I don’t know whether psychologists have a term for what happens to software developers and testers when things frequently go wrong. Paul Grizzaffi calls it “failure fatigue.” 

When this condition sets in, he says, people become desensitized to chronic and often intermittent issues due to the amount of effort it takes to address those problems. This desensitization can lead to additional defects being released into new software, he says. Failure fatigue can come from several sources, including product defects, automated test script defects, deficiencies in automated testing tools and process deficiencies, he says. 

Grizzaffi, an automation program architect and manager for revenue cycle technology at MedAssets, discussed failure fatigue and other testing-related issues last weekend at a DevOps Live conference in the Dallas area. 

Here is the first of a two-part chat I did with Grizzaffi recently on his DevOps Live presentation and other things. The only caveat he gives is that all opinions he expresses are his own, not those of any employer he has ever had. On Twitter, you can follow Paul at @pgrizzaffi.

Describe what your presentation at DevOps Live was all about. 

At one time, most software teams wrote code using separate copies of the source code from the code’s storage location. These copies are called branches. One or more developers could use those separate copies to develop different features, minimizing up-front coding conflicts. 

Unfortunately, the longer developers worked on their own copies of source code, the better the chances that the code would diverge, meaning the harder it was to merge back into the main copy of the software that they were developing. That meant more problems were likely to surface – such as developer A accidentally over-writing developer B’s changes during a merge of code – and that these problems wouldn’t be discovered until late in the development cycle, when they were more difficult to address. 
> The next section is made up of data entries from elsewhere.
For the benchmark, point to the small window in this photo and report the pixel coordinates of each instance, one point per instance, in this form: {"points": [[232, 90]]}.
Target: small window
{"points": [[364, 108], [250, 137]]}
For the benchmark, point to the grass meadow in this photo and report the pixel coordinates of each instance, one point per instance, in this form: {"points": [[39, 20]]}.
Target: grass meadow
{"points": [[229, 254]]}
Beyond that, some kinds of defects are harder to detect with this relatively infrequent run of test automation. 

One fix to these problems is what’s known as “continuous integration,” meaning the frequent merging of new or changed code into the main copy of software under development. Continuous integration includes automated build and test on code submission, making the process easier of merging code together. 
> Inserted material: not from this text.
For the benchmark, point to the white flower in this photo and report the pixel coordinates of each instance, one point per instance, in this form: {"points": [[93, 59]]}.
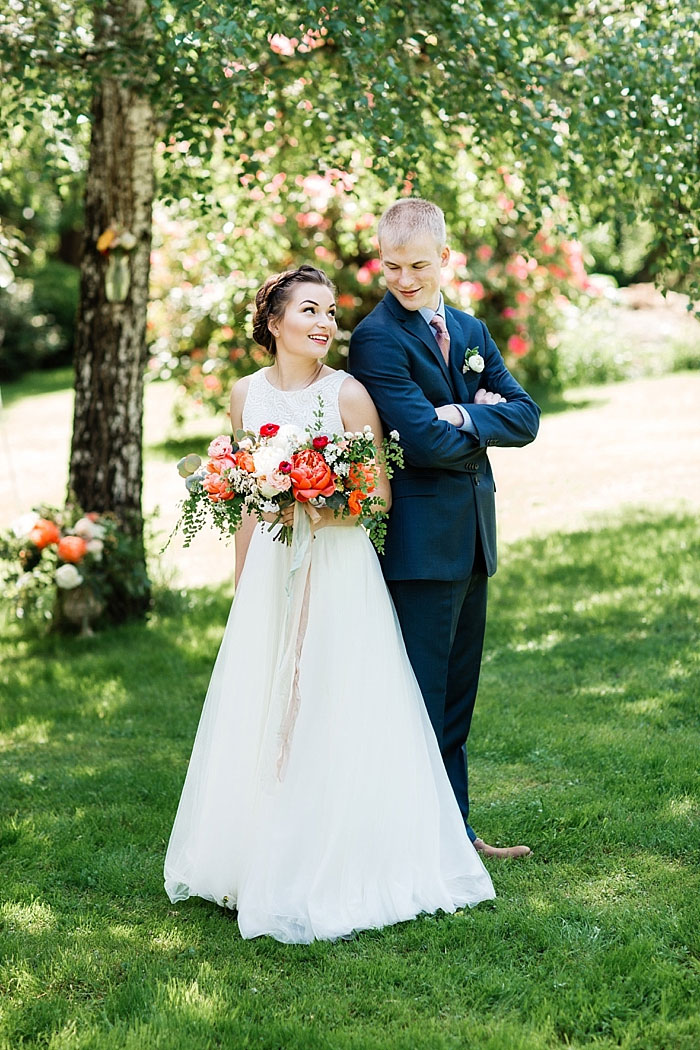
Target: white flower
{"points": [[473, 361], [67, 576], [23, 525], [267, 459], [285, 440]]}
Any issues that can emerge with this approach? 

Running the test automation only when source code is added back to the storage location doesn’t actually cause defects. Rather, this approach is highly valuable.

The class of defects that this approach is not as good at catching is intermittent errors that are typically caused by “race conditions.” A race condition is a condition in which software has events that can happen in any order and still be valid events. Often, these kinds of events can be numerous in complex systems, making it difficult to account for all of them. 
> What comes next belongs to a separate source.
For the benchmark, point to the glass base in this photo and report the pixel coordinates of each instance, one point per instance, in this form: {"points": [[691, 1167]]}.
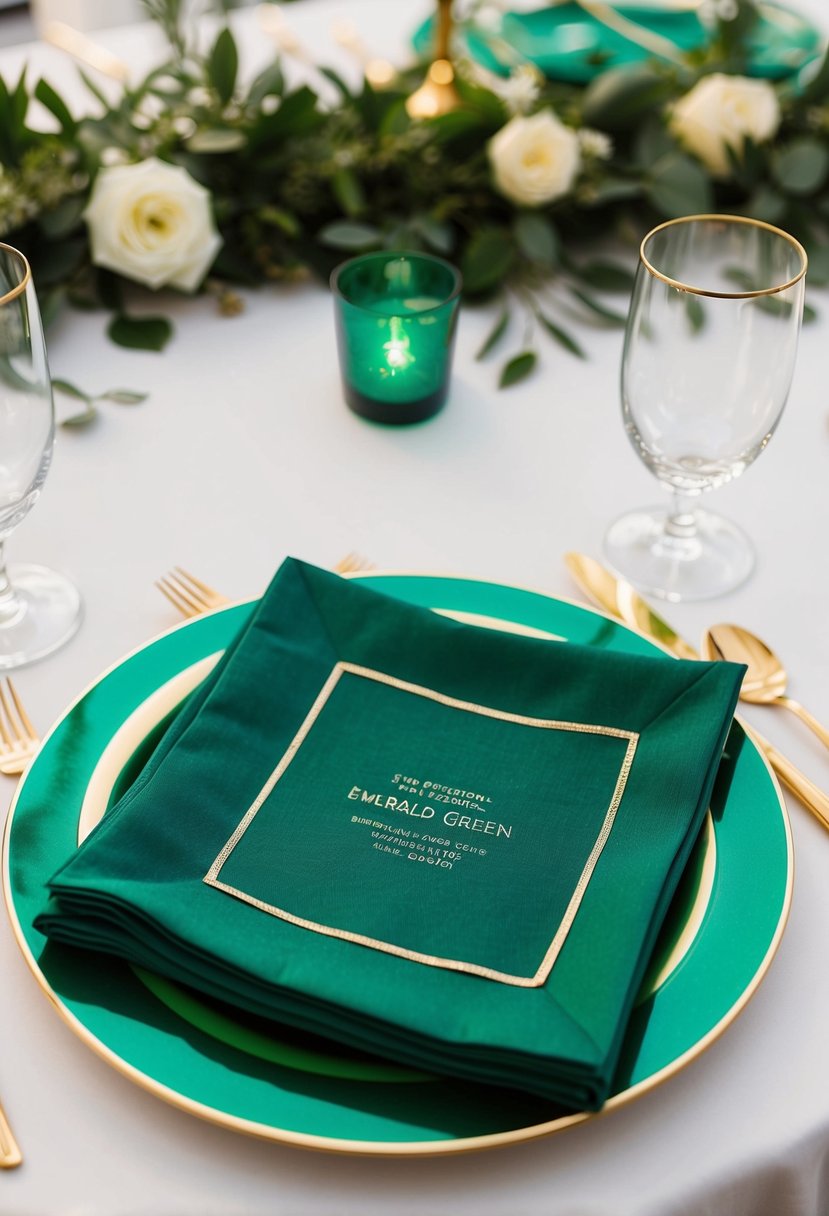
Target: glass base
{"points": [[394, 412], [49, 612], [708, 561]]}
What are some ways to help find those defects? 

Once way to attempt to catch these intermittent errors (often caused by race conditions), is to supplement your standard “run on every build” automation with “periodic automation.” Periodic automation is running all or a subset of your automated tests on a time interval. 

For example, if it’s been 30 minutes since your last automated build and test, run the automation again. The value here is that the more often you run the test scripts – i.e., look for a problem – the more likely you are to find existing race conditions – i.e.,  find an existing problem. 

How can companies help reduce the failure fatigue that comes along with the process of finding these defects?

The primary way to reduce failure fatigue is to make sure that your automation tool and your automated test scripts are testing the correct things and are consistent in their execution. A big cause of failure fatigue is inconsistent test script results – i.e., a test script passes most of the time, but fails once in a while. The fatigue comes from the team looking at the results and saying, “Yep, it was that same intermittent failure again. Just ignore it.” The issue is that the team becomes desensitized to the error. If an actual defect were the cause the failure, the team may miss it.

Another cause of fatigue is running your test on too frequent of a period. This fatigue comes from the fact that all results need to be evaluated. If the analysis of the results takes a significant amount of time, some of the results may not be analyzed, which could cause the team to miss an actual intermittent defect. There are a couple of possible solutions here, such as running the automation on a less frequent period, or making the results analysis a less effort-intensive task.